Interview With The Vampire — both the book and the 1994 movie — have had a huge effect on the vampire genre; for better or worse, you don’t get Twilight or The Vampire Diaries without Interview and it’s more angsty take on bloodsuckers. Now, an Interview TV show is the first of several series AMC plans to make from Anne Rice’s Vampire Chronicles, which number 13 novels and counting. AMC also has the rights to Rice’s Mayfair Witches series, so we could be in for a whole lotta spooky TV in the years to come.

Anne Rice is “on board” with changes made to Interview With The Vampire

But adaptation means changes, as Taylor explained to Den of Geek. “[Interview showrunner] Rolin Jones has made some changes that I think deepen and do some very intriguing things with the basic story,” he said. “We’re working with the Rice estate and they’re on board with it. I think we’re carrying the original appeals of the novel, but we’re also making some changes that make it worth exploring again.”

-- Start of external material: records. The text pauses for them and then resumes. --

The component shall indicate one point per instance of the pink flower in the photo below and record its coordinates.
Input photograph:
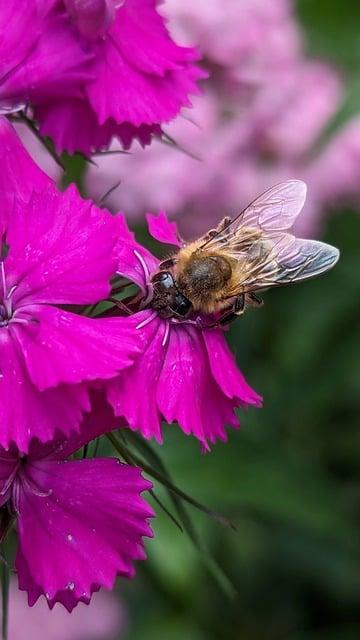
(56, 249)
(185, 373)
(115, 71)
(79, 523)
(103, 619)
(251, 37)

"I signed up for it because I loved her book so much. I remember I just moved to New York when I read Interview With A Vampire, and it kind of blew my mind. The feeling I got from the book was: ‘Okay, you’ve seen a bunch of vampire stories, but that’s all bullshit. Here’s the truth. This is the real thing.’"

Interview With the Vampire is about a pair of vampires — the French aristocrat Lestat de Lioncourt (Sam Reid) and the neophyte Louis de Pointe du Lac (Jacon Anderson) who grow a kind of vampire family for years. I suppose they would need to add some things to stretch the novel out to a whole season of television, although I wonder if at least some of the changes don’t have to do with integrating the show into whatever Anne Rice Cinematic Universe they’re planning.

Look out for Interview With The Vampire to debut on AMC sometimes in 2022.